The company has identified a worrying trend related to the terminology used for ceramic bearing types, with many end users failing to differentiate between hybrid and full ceramic variations.
Due to lack of clarity in terminology, what are often referred to as ceramic bearings are actually hybrid bearings.
As the name suggests, hybrid bearings use a combination of materials in their design, usually encompassing steel rings and ceramic balls made of silicon nitride.
While there are clear differences between the two bearing types, a worrying amount of end users are unaware of the differences.
As a result, many are incorrectly purchasing hybrid bearings under the premise they can be used in applications that actually necessitate the use of full ceramic versions.
Full ceramic bearings do not include any steel or plastic in their design. Due to the material, these bearings can perform in extremely harsh environments, such as those with high temperatures or corrosive substances.
Hybrid bearings do not carry these same characteristics, and therefore their use in these environments could have detrimental consequences.

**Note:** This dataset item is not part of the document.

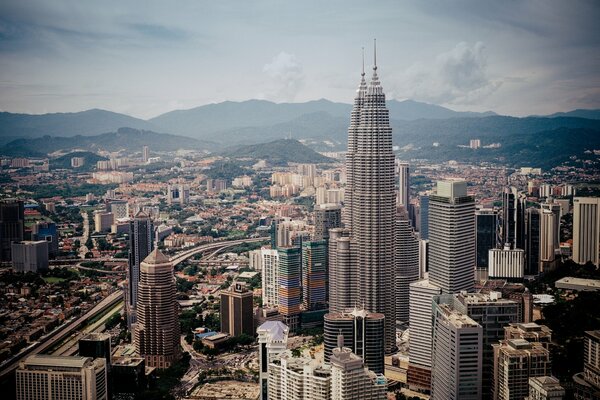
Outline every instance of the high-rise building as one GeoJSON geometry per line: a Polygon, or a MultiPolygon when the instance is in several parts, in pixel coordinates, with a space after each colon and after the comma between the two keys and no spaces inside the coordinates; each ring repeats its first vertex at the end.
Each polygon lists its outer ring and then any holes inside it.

“Hybrid bearing capabilities differ extensively from full ceramic,” explained Chris Johnson, managing director of SMB Bearings. “For instance, despite having ceramic balls, the corrosion resistant properties of hybrid bearings are inadequate for use in many submerged and underwater applications — even when using a marine grade metal, such as 316 grade stainless steel.

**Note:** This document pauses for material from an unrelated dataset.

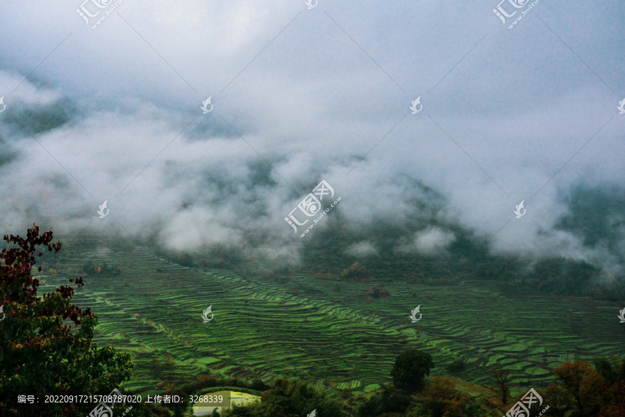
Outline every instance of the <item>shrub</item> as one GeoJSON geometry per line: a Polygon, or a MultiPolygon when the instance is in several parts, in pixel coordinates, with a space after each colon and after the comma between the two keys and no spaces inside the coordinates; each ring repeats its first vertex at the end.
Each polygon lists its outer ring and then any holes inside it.
{"type": "Polygon", "coordinates": [[[423,388],[425,375],[434,366],[429,353],[410,349],[399,354],[391,370],[395,387],[412,391],[423,388]]]}
{"type": "MultiPolygon", "coordinates": [[[[15,408],[17,395],[107,395],[130,379],[131,355],[114,348],[99,348],[92,341],[98,320],[89,308],[72,304],[74,288],[61,286],[42,297],[39,281],[31,272],[35,253],[43,246],[58,252],[60,243],[51,243],[52,231],[40,234],[33,225],[27,238],[6,235],[10,249],[0,253],[0,300],[6,320],[0,322],[0,415],[23,416],[15,408]]],[[[37,254],[40,256],[41,252],[37,254]]],[[[38,270],[41,271],[41,267],[38,270]]],[[[82,278],[69,279],[80,288],[82,278]]],[[[93,404],[44,402],[28,404],[29,416],[84,416],[93,404]]]]}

“Marine grade stainless steel relies on a high rate flow of water, as the passive film of the metal requires frequent oxygen to retain its corrosion resistance. Without this, the bearing will begin corroding when fully submerged. Ultimately, this misunderstanding about material types could cause the bearing, and the entire application, to fail.”
While improving bearing material knowledge may not be a priority for many end users, the threat of downtime caused by bearing failure should be motivation to differentiate between hybrid and full ceramic.